Kona Brewing Co. plans to resurrect an old recipe to brew at a new beer production plant slated to break ground Friday on Hawaii island.
The Kailua-Kona-based company said it worked with its first brew master, John “Kit” Kittrege, to reproduce the original recipe for Fire Rock Pale Ale that helped launch Kona Brewing 22 years ago. The new, old beer dubbed First Rock will be a limited release.
Kona Brewing is investing $20 million to build a new brewery on 2.6 acres leased from the Queen Liliuokalani Trust near the company’s existing brewery in Kailua-Kona.
“The groundbreaking marks the start of an exciting new chapter in Kona Brewing’s history, and I am extremely grateful to our colleagues, our customers and our friends and families who make up the Big Island community who have enabled us to get to where we are today,” Cameron Healy, who co-founded the company in 1994 with his son, Spoon Khalsa, said in a statement.

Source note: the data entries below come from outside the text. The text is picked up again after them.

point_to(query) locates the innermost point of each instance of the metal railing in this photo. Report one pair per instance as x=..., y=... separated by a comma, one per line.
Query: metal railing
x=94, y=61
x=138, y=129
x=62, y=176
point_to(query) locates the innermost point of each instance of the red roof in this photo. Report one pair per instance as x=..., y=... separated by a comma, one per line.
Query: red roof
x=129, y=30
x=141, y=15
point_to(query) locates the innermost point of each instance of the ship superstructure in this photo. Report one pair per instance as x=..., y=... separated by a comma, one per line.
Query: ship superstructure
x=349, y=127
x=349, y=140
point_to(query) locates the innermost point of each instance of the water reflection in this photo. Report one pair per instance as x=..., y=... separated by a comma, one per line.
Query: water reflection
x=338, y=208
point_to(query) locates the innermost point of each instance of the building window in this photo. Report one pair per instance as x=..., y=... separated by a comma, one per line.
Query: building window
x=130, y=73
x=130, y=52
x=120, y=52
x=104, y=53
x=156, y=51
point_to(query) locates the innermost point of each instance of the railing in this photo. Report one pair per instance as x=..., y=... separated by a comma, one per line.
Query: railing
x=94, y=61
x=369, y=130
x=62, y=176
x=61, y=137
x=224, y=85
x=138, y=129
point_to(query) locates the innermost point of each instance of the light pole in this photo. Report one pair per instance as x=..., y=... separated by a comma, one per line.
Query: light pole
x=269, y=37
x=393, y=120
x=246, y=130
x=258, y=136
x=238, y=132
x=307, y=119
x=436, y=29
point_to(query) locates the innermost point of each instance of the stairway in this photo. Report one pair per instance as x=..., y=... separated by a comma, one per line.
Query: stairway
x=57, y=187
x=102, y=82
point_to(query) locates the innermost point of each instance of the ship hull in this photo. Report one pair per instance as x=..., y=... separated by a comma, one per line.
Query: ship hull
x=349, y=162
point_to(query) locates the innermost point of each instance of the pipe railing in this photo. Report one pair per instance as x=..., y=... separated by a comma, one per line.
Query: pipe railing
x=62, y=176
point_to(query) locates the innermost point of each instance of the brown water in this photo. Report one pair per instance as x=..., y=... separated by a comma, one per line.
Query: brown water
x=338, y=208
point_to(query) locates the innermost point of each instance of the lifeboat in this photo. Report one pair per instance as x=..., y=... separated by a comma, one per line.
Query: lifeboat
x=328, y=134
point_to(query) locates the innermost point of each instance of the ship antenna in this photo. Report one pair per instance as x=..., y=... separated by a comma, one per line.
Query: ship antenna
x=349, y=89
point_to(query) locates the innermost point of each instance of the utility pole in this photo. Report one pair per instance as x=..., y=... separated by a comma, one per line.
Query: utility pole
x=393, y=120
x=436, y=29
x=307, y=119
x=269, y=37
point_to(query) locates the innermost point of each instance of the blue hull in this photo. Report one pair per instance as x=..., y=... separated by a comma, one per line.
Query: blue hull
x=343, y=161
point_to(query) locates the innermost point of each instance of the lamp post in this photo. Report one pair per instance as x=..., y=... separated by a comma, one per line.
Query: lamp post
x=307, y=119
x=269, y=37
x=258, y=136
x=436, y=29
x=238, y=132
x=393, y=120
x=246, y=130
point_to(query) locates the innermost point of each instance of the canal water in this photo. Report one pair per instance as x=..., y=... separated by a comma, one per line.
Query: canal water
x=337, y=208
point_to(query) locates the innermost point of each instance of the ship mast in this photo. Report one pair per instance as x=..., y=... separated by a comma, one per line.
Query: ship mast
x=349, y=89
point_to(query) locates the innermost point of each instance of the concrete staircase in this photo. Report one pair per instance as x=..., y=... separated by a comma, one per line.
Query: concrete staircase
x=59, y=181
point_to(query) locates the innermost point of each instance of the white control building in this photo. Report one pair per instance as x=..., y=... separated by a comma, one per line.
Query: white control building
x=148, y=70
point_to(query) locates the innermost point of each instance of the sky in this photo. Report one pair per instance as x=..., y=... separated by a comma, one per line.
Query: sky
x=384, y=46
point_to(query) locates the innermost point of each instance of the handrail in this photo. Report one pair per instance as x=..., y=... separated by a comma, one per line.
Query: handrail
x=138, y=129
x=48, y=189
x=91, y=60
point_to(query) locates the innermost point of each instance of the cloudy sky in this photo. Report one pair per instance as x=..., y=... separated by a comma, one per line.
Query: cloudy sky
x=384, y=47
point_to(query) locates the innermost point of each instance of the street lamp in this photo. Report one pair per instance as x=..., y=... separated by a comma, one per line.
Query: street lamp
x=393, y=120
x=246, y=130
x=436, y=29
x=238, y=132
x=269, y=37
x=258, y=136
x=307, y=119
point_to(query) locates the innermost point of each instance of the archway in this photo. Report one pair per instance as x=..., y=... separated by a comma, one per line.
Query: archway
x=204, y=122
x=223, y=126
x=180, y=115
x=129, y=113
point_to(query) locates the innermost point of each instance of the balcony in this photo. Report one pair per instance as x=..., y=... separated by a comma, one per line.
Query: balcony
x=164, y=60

In 2010, Kona Brewing became part of Oregon-based Craft Brew Alliance Inc., a publicly traded firm that owns Redhook and Widmer Brothers breweries in Oregon, Washington state and New Hampshire. The largest shareholder of Craft Brew is Anheuser-Busch InBev, the world’s largest beer maker.
The new facility will increase annual production capacity from 12,000 barrels to 100,000 barrels, or from 368,000 gallons to 3 million gallons, and allow Kona Brewing to shift from locally producing only kegged beer to both kegged and canned beer. Currently, all nondraft Kona Brewing beers are made at affiliated breweries on the mainland and shipped to Hawaii.
Kona Brewing also said it will be able to produce more small-batch recipes, and that the new brewery will be more friendly to the environment by featuring a photovoltaic system capable of generating up to half of the facility’s energy needs, plus a program to recycle organic byproducts from making beer to produce electricity, heat and clean water.
The groundbreaking ceremony will include a traditional Hawaiian blessing and is expected to be attended by more than 100 people. Construction is expected to take about two years and finish in 2018.